Category Archives: understanding

First Sunday in Lent: Understanding

I will instruct you and teach you the way you should go; I will counsel you with my eye upon you.
Do not be like a horse or a mule, without understanding, whose temper must be curbed with bit and bridle, else it will not stay near you.

Psalm 32:8-9, NRSV

There are very few teachers who won’t bend over backwards to make sure that their students “get” math or English or science or history. Most teachers will do whatever it takes to help their students move toward mastery of a subject.

For example, reading comprehension is a big deal in my class. I have students who can read fairly fluently, stumbling over only the most uncommon words. Think they understand what they read? Not necessarily.
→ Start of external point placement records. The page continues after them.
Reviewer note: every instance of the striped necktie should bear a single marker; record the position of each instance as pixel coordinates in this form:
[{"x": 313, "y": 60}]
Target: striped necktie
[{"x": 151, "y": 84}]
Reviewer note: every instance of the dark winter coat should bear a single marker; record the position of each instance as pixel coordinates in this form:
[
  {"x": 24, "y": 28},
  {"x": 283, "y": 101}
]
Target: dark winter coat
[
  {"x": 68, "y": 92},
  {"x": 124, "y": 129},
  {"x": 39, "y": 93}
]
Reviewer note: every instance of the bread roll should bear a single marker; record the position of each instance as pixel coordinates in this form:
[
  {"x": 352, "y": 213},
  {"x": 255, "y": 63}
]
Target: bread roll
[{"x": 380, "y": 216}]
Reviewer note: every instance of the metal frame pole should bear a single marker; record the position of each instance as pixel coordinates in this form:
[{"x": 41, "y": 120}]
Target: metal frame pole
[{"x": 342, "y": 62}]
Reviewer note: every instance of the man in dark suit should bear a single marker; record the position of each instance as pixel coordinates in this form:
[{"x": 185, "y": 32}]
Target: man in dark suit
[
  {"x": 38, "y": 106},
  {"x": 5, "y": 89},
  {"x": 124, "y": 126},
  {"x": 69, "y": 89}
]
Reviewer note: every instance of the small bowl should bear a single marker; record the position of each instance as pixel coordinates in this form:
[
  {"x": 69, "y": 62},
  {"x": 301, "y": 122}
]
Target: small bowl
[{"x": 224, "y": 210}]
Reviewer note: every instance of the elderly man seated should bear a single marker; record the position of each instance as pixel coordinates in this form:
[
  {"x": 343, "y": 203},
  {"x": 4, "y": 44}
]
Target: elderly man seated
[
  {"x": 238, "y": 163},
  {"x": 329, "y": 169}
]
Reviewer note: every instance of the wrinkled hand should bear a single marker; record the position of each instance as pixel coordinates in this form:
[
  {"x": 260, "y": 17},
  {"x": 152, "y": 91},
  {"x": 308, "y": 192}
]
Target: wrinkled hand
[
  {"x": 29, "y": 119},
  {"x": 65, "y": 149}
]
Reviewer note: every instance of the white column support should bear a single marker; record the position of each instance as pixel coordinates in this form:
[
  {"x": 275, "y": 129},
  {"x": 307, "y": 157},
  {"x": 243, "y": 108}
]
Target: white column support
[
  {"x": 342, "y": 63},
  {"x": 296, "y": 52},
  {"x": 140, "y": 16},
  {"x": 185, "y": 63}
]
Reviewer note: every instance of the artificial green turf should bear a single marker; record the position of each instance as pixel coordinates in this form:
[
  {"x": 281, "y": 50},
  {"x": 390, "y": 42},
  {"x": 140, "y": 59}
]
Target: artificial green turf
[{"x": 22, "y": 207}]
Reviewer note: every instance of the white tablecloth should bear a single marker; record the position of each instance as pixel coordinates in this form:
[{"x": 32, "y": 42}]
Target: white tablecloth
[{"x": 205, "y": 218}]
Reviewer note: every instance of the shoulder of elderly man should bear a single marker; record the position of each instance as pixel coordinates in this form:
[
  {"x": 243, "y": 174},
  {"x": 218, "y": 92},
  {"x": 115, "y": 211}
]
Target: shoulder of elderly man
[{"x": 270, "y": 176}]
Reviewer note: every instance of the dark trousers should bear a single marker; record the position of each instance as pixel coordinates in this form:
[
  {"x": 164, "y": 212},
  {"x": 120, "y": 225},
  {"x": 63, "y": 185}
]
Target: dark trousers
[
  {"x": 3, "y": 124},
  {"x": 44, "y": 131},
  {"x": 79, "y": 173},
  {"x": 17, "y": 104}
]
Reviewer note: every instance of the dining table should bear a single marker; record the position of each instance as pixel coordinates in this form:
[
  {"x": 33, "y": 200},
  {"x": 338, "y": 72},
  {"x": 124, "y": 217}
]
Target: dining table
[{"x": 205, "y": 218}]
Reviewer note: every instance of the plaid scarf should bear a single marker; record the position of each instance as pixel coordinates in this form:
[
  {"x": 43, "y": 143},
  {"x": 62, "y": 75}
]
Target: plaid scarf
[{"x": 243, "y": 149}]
Several weeks ago, I opened More Pies! by Robert Munsch, picked a sentence at random, and wrote it on the board:

When he walked into the kitchen, his mom said, “Samuel, I know you are really hungry, so I made you pies for lunch.”

I read the sentence to my students, and then asked them to write one question that could be answered using the information given in the sentence. “You don’t have to give me the answer,” I said. “You just have to write a good question.”

The results were disappointing. One student wrote (and I am using original spelling, grammar and punctuation): “Why did Samule eat all the pies?” (I can’t answer that question from the information given.)

Another wrote: “why was he hungry” (Don’t know, dear student. You tell me, if you can, from the sentence I wrote on the board.)

Still another wrote: “How does he’s mom know he was hungry?” (Um, ‘cause he was gnawing on his arm?)

After reading these questions, I started a daily regimen of helping my students write questions based passages from the book we are reading in class, Number the Stars. Three weeks later, I see vast improvement.

Would kind of teacher would I have been if I had given up on my students? Persistence and daily practice have paid off: These kids can now formulate questions based on what they read—although their spelling is still atrocious! Yet if my students had refused to do the daily practice—if they had acted like stubborn little mules— their ability to comprehend Number the Stars would not have improved.

Lent is traditionally a time for “giving up something” (cigarettes, candy, movies, etc.) to develop one’s spiritual life. But Psalm 32 says nothing about “giving up something.” Instead, it contains an invitation to receive spiritual instruction from God. That instruction is available as a gift to anyone who refuses to act “like a horse or a mule, without understanding.”

Like my students, I need practice. A daily regimen of listening to the Spirit, instead of going my own way, will help me to improve my spiritual understanding.